Find a failing osd pod(s):

oc -n openshift-storage describe pods/<osd podname from previous step>

In the event section look for failure reasons, such as resources not being met.

In addition, you may use the rook-ceph-toolbox to watch the recovery. This step is optional but can be helpful for large Ceph clusters.

Deploy and Access the Toolbox

If the toolbox is not deployed, please follow the directions below.

Deploy Rook-Ceph toolbox if needed:
oc patch OCSInitialization ocsinit -n openshift-storage --type json --patch  '[{ "op": "replace", "path": "/spec/enableCephTools", "value": true }]'
Run the following to rsh to the toolbox pod:
TOOLS_POD=$(oc get pods -n openshift-storage -l app=rook-ceph-tools -o name)
oc rsh -n openshift-storage $TOOLS_POD
From the rsh command prompt, run the following and watch for "recovery" under the io section:
ceph status

How long recovery takes will depend on the size of the Ceph cluster.
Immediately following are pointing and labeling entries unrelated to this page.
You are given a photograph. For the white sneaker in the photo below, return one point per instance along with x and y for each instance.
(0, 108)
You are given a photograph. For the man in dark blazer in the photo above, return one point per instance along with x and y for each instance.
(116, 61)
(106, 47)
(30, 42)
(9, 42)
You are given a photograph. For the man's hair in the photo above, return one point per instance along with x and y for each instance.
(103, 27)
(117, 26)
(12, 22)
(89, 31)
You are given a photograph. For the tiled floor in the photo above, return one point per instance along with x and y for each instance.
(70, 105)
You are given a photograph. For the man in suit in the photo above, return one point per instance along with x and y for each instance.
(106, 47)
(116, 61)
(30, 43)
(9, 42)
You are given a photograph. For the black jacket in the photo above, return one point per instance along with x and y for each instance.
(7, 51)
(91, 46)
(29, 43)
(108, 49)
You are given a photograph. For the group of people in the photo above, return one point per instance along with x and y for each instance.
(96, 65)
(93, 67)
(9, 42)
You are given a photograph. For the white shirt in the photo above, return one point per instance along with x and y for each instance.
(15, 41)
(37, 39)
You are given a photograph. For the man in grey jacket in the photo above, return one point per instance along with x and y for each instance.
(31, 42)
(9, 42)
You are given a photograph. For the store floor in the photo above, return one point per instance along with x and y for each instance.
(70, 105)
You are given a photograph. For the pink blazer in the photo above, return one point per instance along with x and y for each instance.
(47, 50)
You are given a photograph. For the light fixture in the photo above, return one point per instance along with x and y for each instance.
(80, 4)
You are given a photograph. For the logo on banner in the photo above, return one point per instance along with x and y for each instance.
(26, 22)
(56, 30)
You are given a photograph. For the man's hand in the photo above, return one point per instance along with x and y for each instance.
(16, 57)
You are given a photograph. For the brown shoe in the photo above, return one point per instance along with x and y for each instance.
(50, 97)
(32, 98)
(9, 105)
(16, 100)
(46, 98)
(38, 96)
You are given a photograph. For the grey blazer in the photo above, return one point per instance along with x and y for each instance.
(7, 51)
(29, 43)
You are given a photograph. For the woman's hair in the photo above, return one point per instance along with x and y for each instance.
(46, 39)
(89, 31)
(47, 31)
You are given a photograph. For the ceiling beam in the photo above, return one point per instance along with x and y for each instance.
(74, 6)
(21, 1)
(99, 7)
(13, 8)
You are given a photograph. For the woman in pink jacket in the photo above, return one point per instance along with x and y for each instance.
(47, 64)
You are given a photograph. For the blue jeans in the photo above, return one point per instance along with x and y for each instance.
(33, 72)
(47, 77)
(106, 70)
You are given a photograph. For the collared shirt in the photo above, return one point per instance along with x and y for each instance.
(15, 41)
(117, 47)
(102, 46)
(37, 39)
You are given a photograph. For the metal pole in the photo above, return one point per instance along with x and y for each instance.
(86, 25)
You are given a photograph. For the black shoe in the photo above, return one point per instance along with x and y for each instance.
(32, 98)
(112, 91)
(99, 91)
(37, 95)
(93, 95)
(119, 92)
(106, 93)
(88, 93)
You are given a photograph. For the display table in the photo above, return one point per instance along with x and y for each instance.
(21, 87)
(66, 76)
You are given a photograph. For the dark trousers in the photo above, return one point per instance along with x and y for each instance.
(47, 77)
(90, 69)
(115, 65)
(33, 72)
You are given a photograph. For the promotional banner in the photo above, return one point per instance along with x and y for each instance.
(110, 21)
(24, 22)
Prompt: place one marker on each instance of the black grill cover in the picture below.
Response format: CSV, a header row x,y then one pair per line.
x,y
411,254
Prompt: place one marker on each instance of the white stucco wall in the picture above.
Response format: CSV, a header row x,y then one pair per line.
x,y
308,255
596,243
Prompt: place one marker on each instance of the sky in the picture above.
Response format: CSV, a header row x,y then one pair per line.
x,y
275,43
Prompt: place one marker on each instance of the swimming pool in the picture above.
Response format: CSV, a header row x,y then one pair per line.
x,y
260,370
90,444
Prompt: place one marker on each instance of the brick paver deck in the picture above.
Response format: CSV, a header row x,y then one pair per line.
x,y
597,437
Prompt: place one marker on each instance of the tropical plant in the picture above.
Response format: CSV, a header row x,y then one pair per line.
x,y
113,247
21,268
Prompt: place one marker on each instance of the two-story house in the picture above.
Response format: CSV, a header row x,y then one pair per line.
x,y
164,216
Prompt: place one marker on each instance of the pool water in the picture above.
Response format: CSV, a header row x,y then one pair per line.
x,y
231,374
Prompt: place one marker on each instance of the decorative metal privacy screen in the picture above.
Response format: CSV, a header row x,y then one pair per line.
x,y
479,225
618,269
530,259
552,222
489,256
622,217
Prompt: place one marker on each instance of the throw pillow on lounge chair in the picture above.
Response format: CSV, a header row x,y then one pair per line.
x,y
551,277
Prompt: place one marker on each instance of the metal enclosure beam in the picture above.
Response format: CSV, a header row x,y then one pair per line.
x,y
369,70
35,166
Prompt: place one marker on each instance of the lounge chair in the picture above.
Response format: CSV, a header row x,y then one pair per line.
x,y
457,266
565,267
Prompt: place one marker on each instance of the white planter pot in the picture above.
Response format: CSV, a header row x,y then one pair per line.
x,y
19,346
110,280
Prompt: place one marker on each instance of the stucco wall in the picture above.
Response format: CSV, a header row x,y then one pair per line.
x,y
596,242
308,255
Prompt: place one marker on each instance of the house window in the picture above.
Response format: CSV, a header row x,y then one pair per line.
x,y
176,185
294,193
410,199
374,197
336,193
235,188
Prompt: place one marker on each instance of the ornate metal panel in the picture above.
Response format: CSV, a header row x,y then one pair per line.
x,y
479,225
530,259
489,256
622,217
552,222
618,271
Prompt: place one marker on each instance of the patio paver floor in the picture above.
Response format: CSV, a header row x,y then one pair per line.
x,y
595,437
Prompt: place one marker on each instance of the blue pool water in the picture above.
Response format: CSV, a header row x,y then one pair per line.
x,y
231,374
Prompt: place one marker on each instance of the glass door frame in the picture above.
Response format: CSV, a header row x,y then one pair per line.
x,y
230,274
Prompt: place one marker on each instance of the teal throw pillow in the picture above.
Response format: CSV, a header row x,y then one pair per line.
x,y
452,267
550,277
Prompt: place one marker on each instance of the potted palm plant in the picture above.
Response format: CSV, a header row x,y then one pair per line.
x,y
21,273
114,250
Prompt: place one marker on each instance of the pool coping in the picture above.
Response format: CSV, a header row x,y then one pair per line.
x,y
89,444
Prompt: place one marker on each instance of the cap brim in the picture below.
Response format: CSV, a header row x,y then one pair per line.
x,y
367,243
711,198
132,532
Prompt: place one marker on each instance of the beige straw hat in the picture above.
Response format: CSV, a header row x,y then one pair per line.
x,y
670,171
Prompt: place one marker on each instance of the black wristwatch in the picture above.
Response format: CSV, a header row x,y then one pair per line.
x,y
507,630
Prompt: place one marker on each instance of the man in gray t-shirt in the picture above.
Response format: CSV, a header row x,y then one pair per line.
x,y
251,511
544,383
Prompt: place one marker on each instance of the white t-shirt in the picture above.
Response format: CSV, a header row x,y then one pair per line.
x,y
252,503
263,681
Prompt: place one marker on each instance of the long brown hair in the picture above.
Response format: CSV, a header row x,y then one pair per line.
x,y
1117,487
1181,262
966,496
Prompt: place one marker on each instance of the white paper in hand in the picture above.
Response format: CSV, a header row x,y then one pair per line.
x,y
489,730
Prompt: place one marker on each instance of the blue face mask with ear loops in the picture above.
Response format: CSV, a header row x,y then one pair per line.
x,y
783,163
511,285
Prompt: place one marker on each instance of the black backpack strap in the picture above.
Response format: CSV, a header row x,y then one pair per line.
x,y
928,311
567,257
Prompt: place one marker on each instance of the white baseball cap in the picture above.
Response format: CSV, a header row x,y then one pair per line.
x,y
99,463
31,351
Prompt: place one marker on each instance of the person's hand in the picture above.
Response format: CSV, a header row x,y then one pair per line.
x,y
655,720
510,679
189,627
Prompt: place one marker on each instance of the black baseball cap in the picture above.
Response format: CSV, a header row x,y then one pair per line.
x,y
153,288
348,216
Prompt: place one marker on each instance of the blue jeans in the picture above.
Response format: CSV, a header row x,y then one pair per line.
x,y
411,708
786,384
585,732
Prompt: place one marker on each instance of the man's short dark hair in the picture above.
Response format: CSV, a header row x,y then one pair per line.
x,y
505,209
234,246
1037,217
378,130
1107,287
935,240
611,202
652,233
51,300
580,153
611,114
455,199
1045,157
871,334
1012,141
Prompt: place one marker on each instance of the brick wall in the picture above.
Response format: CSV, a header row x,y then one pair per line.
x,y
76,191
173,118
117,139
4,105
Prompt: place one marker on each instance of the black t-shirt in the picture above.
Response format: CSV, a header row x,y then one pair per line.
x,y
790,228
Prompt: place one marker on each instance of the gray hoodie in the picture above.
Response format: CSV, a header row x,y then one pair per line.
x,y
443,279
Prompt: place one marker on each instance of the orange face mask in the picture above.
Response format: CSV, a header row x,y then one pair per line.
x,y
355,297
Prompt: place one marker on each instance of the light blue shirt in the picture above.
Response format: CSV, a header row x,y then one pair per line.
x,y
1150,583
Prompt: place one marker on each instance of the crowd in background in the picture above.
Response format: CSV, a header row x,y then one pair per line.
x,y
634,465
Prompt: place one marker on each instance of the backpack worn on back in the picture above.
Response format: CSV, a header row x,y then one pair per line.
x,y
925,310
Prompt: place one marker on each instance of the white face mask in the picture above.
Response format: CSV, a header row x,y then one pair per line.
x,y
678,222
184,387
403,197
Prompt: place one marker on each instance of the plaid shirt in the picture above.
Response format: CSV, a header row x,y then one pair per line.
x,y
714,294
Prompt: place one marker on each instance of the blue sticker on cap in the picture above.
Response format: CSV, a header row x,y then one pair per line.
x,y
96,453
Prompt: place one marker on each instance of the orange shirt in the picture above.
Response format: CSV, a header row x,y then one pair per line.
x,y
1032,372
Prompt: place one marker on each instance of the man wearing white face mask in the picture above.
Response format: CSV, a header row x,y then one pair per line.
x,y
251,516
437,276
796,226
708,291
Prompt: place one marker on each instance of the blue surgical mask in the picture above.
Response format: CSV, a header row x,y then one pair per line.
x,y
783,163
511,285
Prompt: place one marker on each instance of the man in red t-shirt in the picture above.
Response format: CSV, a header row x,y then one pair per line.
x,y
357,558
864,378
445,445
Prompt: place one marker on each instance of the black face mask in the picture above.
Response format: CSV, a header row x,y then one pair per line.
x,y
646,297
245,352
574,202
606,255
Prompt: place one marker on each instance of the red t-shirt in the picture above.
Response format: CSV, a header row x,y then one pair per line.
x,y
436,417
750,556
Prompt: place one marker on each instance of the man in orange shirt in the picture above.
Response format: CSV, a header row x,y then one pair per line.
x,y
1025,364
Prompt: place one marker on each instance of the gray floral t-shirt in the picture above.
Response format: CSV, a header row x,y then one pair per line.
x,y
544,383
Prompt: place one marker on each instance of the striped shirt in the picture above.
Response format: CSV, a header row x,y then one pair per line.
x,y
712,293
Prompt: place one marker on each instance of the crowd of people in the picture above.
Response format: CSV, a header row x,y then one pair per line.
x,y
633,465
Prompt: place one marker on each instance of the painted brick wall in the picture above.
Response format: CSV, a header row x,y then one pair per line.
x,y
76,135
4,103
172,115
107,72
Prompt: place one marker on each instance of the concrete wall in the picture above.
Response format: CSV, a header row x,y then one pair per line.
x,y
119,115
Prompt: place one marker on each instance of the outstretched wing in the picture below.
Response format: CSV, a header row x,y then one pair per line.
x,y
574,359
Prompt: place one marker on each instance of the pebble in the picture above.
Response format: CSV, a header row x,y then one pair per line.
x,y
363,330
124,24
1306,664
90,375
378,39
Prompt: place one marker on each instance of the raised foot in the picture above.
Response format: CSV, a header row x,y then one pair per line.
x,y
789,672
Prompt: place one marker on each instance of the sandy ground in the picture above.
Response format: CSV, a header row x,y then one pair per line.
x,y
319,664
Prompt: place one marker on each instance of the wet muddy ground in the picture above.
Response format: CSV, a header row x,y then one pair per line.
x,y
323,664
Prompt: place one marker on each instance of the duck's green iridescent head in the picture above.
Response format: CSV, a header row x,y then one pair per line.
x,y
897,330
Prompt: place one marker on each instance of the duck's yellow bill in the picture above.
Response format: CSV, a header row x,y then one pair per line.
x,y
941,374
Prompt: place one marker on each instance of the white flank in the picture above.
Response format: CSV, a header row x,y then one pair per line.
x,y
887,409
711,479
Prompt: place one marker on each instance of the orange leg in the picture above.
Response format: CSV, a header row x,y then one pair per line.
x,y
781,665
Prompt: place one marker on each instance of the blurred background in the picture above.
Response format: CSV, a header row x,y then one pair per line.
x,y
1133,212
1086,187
WIP: Note about health status and no recovery for small quick clusters.

(Optional log gathering)

Document Ceph Cluster health check:
oc adm must-gather --image=registry.redhat.io/ocs4/ocs-must-gather-rhel8:v4.6

5. Troubleshooting

  • Issue encountered while following the SOP

Any issues while following the SOP should be documented here.